I wake, as you already know, full of beans. I adore the dawning of a new gift-day. I am not sick, not dead. Therefore I am beansed up just because of the aforesaid. Childlike, I yank back the curtains to reveal a blowsy wildflower garden, already chirping with every little bird you can name. They await me, and when I do appear, heavy laden with various foodstuffs, they stay around me. I know to walk slowly and to softly warn them I am coming around the miniature maple fronds so as not to startle. Later I will wander up to see grandchildren and to hear about yesterday’s birthday party, that huge green-iced cake covered in horses and sporting candles as tall as Hobbits. Walking in the afternoon around the coastline, through the woods and across the expanses of wild grass, I will sing my thankfulness in nonsense words to a made-up melody. I have no idea what I am singing but the nonsense words come and in my mind I hold the warmth of my thankfulness, an image of all that I am thankful for. It is often quite a squash once I mindfully count up each tiny second of a thing. 360 seconds for each hour. That’s a load of thankings.

I believe in mind self-control. I do not believe any of us are victims of circumstance, no matter what that circumstance may be. If I am in a poorly lit, slow-moving, dank swamp of a place, only I can get me out. Oh yes, I can ask for help, in fact that’s essential for an uplift from a swamp, for someone else to recognise my struggle, but it is I who must decide I will not stay here any longer. Someone might say ‘I hate my job’. I say Look into changing. ‘I am miserable in my relationship’. I say Look into changing. ‘I am frustrated, bored, unfulfilled and broke’. You know what I say to that. Bit by bit, step by step (and it may take a long time to turn around) I know, as you do, that every day is precious and that I am important and valuable and that the gift of days can be snatched away at any moment. Knowing all these knowings, I have no alternative but to live to my fullest. And right now I can take the first step into my own future. Walking out, noticing, seeing and pausing to see more. Out is the key. Home I know, its walls and confines and the keeping in of it. That door, in hands reach, will lead to the Out of it. Sometimes Out is terrifying. But Out is the answer to too much In. And the In will cripple given half a chance because when we are fixated on the self, all we do is circle old beliefs, thoughts and memories. Just going for a walk can bring in something new, enough to shift the thinking plates, to make space for light to come in. I know it because whenever I find my knickers in a twist, I need to walk out, call someone to find our how they are, drive somewhere, anything that unstales the air.

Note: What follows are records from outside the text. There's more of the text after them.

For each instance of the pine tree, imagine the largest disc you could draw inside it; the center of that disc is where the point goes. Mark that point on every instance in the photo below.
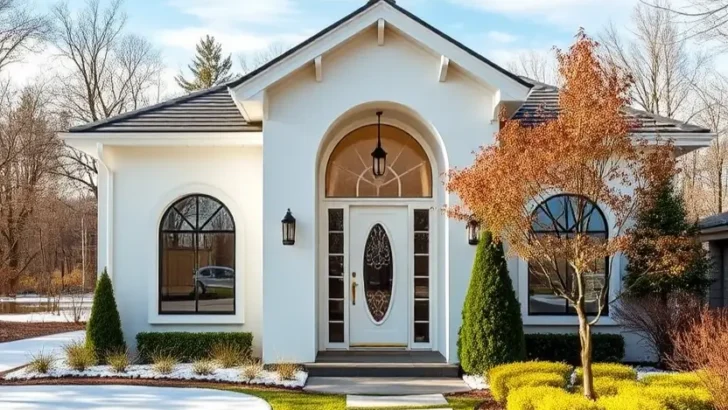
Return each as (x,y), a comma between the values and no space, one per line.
(665,217)
(103,330)
(492,329)
(208,67)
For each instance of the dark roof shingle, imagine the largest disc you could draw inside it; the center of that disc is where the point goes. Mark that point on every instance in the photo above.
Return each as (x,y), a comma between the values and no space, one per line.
(211,110)
(714,221)
(542,104)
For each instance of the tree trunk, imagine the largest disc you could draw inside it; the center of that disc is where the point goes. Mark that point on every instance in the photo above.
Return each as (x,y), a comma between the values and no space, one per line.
(586,352)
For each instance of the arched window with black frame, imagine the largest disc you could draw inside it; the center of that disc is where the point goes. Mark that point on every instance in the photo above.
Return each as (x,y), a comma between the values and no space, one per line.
(197,258)
(566,216)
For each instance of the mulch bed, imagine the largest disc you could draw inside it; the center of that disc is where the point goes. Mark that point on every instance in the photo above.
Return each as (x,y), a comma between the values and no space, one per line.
(488,403)
(10,331)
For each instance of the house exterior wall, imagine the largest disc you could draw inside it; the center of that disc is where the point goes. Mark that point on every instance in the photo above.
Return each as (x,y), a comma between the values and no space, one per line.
(146,181)
(300,111)
(278,296)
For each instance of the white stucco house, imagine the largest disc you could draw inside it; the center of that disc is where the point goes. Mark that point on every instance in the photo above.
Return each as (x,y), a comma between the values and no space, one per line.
(192,193)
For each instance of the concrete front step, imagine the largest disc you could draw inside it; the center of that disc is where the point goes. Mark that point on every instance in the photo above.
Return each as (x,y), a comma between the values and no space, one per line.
(382,370)
(391,386)
(381,364)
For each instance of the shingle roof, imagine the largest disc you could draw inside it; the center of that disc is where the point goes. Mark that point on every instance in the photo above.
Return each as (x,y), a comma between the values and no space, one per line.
(211,110)
(543,104)
(714,221)
(214,110)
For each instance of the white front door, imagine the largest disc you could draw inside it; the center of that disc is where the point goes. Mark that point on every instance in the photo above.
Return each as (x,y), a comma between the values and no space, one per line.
(379,265)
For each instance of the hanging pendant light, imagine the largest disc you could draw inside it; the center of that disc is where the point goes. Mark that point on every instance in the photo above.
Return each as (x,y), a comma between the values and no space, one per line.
(379,155)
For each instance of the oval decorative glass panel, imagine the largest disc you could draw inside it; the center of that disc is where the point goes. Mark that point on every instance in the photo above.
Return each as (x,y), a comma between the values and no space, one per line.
(378,273)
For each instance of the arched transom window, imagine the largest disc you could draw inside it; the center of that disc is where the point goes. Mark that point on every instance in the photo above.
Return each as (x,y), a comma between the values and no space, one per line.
(565,216)
(349,171)
(197,258)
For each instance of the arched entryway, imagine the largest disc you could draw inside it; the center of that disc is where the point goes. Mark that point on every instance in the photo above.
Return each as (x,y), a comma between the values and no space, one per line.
(377,234)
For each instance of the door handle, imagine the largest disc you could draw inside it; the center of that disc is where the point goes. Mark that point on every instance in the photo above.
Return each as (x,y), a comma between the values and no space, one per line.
(353,288)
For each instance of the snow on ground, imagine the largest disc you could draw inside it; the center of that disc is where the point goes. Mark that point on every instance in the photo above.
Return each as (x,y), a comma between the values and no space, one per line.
(19,352)
(124,398)
(180,372)
(644,371)
(65,316)
(476,382)
(87,299)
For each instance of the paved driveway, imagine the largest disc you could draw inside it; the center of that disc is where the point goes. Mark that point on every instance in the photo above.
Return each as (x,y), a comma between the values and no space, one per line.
(18,353)
(124,398)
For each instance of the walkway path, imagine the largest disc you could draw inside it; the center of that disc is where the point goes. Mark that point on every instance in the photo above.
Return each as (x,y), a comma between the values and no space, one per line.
(124,398)
(18,353)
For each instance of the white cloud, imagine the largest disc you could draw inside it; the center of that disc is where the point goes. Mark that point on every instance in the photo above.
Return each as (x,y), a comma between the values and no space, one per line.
(232,41)
(230,12)
(569,14)
(500,37)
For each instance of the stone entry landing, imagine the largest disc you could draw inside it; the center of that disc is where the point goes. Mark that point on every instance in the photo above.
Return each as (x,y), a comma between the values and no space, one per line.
(381,364)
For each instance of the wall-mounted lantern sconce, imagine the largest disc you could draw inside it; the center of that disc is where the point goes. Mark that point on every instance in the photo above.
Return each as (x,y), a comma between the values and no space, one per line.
(473,229)
(288,225)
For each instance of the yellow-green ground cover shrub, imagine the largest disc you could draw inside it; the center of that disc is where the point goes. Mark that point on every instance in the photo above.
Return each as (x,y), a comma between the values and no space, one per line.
(524,398)
(612,370)
(689,380)
(500,376)
(613,395)
(607,386)
(537,379)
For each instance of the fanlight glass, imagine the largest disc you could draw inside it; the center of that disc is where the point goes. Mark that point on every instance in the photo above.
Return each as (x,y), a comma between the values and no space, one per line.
(408,172)
(378,273)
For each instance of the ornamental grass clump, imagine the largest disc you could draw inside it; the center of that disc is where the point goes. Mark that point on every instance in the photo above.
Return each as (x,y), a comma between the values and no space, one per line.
(79,356)
(41,363)
(203,367)
(163,363)
(118,360)
(251,370)
(227,355)
(286,370)
(499,376)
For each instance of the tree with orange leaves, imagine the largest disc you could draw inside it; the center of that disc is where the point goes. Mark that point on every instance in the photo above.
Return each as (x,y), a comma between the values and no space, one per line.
(587,152)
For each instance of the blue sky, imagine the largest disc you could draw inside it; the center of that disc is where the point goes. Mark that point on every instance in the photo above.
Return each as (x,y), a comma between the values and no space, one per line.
(499,29)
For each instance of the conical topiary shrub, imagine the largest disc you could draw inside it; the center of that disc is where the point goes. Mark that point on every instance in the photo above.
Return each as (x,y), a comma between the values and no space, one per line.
(103,330)
(492,329)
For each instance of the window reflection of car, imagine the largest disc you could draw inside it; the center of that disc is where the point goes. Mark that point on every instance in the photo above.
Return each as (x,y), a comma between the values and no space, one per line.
(212,277)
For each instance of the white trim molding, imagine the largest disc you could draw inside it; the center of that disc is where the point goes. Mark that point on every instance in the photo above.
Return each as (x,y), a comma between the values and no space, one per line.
(486,74)
(444,64)
(319,68)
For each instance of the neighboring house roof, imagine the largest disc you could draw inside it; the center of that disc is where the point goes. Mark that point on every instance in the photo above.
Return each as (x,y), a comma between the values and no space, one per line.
(210,110)
(714,221)
(543,104)
(213,110)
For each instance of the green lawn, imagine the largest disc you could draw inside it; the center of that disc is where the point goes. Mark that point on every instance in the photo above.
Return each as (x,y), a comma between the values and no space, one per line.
(294,400)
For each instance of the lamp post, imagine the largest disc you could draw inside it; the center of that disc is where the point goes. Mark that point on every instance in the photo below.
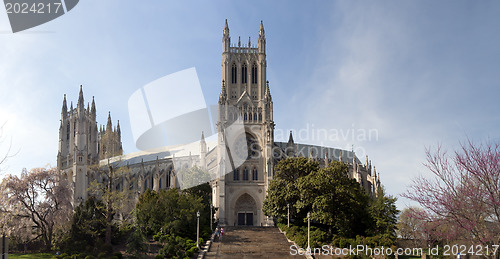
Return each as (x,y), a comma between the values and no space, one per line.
(211,215)
(288,207)
(309,231)
(198,229)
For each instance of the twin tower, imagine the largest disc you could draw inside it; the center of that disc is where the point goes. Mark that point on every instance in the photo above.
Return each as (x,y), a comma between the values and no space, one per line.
(82,144)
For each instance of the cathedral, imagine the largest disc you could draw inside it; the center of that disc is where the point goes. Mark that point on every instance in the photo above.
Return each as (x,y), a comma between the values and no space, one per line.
(240,164)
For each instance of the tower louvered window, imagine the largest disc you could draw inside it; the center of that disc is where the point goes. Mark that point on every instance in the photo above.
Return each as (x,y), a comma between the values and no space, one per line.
(245,174)
(244,74)
(254,74)
(234,74)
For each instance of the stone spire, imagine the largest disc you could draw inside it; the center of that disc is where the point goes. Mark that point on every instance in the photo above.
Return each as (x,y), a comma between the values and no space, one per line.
(290,146)
(290,139)
(226,40)
(226,29)
(64,111)
(109,126)
(261,30)
(223,93)
(92,109)
(268,92)
(262,39)
(80,99)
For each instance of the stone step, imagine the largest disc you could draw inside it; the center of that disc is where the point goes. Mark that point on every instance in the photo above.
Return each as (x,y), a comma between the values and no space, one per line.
(251,242)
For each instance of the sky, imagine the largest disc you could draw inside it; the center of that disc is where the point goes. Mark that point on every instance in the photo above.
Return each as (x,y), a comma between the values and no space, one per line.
(385,78)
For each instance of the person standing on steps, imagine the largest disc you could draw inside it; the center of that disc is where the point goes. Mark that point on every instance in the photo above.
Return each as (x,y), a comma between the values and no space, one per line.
(217,234)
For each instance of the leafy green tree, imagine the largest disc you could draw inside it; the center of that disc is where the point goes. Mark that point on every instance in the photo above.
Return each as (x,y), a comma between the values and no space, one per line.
(335,200)
(88,228)
(384,214)
(283,188)
(135,243)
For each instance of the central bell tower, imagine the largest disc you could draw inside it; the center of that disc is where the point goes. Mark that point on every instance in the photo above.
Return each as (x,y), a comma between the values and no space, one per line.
(245,99)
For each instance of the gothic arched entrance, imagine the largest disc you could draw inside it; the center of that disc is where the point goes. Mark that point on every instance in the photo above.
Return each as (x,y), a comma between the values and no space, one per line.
(245,210)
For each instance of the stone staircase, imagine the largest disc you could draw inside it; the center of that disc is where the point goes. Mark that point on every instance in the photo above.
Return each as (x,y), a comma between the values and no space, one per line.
(251,242)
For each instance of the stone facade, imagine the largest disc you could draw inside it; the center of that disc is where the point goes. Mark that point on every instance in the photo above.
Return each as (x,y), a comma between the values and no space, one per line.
(238,192)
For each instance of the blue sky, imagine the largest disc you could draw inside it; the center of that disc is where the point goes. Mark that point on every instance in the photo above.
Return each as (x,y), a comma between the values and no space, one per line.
(419,73)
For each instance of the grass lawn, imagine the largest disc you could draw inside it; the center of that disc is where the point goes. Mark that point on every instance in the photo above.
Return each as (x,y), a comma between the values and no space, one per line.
(31,256)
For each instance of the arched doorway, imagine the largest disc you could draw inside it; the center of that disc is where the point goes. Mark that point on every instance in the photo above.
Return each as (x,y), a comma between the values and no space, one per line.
(245,210)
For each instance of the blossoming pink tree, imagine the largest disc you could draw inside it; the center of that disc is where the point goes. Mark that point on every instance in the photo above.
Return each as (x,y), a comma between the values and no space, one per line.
(462,200)
(38,196)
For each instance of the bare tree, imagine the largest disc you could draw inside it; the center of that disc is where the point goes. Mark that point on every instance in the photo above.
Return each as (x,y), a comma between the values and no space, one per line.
(116,200)
(7,154)
(40,197)
(464,195)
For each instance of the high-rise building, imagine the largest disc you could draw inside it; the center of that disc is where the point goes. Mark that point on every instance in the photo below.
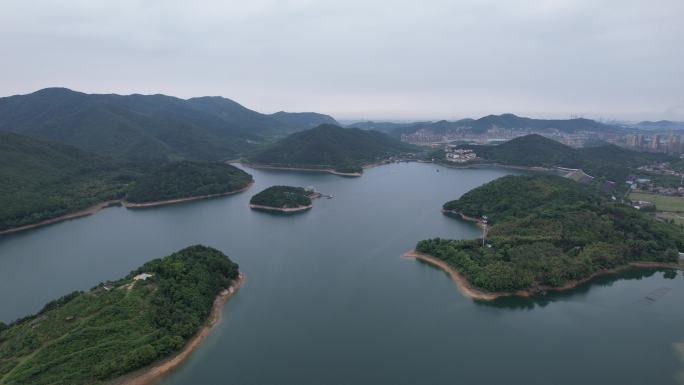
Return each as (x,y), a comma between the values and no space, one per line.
(655,142)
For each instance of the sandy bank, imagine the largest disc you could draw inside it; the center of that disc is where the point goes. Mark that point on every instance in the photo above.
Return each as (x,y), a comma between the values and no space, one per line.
(82,213)
(151,374)
(470,291)
(328,170)
(281,209)
(132,205)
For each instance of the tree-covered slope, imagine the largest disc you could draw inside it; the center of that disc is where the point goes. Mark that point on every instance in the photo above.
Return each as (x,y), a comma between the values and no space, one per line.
(283,197)
(115,328)
(607,161)
(329,146)
(517,196)
(187,179)
(299,121)
(132,127)
(40,180)
(546,233)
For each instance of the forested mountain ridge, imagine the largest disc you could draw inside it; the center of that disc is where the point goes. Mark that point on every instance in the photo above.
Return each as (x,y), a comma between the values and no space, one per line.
(140,127)
(607,161)
(547,232)
(187,179)
(481,125)
(40,180)
(330,146)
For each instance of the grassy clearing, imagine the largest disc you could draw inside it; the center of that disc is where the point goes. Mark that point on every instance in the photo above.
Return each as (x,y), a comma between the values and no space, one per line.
(662,202)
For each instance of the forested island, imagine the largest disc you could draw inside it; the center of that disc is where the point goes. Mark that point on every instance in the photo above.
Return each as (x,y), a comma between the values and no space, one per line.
(547,232)
(330,148)
(283,198)
(186,180)
(92,337)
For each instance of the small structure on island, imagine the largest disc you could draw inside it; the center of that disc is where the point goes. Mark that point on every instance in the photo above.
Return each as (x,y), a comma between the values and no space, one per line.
(142,277)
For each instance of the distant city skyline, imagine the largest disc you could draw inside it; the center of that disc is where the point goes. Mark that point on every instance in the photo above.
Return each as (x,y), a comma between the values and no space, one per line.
(357,60)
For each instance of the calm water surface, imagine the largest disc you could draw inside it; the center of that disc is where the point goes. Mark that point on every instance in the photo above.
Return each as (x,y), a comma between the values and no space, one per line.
(328,300)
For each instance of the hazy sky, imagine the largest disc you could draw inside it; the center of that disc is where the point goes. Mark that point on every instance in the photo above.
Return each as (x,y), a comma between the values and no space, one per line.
(393,59)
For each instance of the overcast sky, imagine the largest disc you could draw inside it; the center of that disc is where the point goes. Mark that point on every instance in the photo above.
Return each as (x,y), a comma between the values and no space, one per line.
(391,59)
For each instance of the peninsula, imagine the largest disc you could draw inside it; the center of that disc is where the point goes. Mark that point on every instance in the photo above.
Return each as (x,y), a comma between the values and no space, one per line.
(286,199)
(138,327)
(183,181)
(547,233)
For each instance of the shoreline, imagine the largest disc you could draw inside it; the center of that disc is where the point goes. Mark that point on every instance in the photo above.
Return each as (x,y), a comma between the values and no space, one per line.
(476,220)
(77,214)
(118,202)
(149,375)
(131,205)
(470,291)
(285,168)
(280,209)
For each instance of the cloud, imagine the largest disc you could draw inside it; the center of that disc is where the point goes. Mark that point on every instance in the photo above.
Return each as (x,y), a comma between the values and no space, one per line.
(354,58)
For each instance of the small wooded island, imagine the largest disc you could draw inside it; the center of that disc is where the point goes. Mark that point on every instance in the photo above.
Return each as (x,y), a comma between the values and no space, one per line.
(161,310)
(547,233)
(283,198)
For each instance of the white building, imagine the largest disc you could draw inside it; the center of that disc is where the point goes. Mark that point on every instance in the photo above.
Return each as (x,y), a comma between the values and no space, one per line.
(459,155)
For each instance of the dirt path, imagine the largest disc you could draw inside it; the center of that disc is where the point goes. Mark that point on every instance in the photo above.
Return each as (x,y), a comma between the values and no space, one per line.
(151,374)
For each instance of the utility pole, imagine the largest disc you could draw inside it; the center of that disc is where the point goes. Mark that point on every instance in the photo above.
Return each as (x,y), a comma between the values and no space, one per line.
(484,229)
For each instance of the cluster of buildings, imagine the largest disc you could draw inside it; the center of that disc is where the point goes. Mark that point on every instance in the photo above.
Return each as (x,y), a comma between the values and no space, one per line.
(668,143)
(494,135)
(459,155)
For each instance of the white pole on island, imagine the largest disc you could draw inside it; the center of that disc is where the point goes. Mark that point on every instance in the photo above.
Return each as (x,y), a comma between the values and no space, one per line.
(484,229)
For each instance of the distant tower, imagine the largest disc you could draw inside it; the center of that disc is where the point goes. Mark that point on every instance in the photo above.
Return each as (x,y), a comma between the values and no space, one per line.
(484,229)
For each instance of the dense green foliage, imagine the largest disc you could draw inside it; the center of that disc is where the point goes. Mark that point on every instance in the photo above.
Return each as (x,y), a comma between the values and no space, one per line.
(144,127)
(299,121)
(517,196)
(40,180)
(282,197)
(329,146)
(548,231)
(187,179)
(113,329)
(606,161)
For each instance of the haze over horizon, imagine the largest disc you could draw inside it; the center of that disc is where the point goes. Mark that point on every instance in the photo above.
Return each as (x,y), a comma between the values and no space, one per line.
(403,60)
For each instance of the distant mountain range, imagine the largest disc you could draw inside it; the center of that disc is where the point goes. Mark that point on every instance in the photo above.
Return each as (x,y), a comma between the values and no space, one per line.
(608,161)
(147,127)
(330,146)
(481,125)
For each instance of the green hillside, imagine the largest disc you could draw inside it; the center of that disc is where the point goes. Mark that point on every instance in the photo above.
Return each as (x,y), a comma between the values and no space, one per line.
(330,146)
(147,127)
(187,179)
(548,231)
(115,328)
(607,161)
(40,180)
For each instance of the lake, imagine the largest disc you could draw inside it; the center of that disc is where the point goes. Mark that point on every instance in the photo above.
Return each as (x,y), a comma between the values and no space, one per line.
(328,300)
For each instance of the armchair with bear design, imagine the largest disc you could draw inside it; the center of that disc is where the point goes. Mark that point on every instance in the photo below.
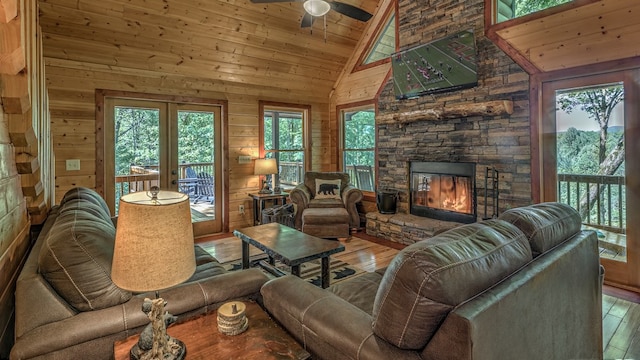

‘Each day is a gift. Don’t send this one back unopened.’

Island Blog – Turn a Feather

People are living. The lucky ones. Watching from the ridge, balancing afoot the cat sharp rocks, teetering, our heads in the sky, bodies somewhere in between, and, in our breath, a question. Will I, will we come out of this alive or not?

We are one, now, we people of the world. We have un-countried ourselves as we face down a terrifyingly powerful enemy. And the heroes keep rising like the sea-eagle I just watched playing with gravity as it slid through the wide blue sky, master of it. We are showing out true colours and making rainbows for each other. It is good.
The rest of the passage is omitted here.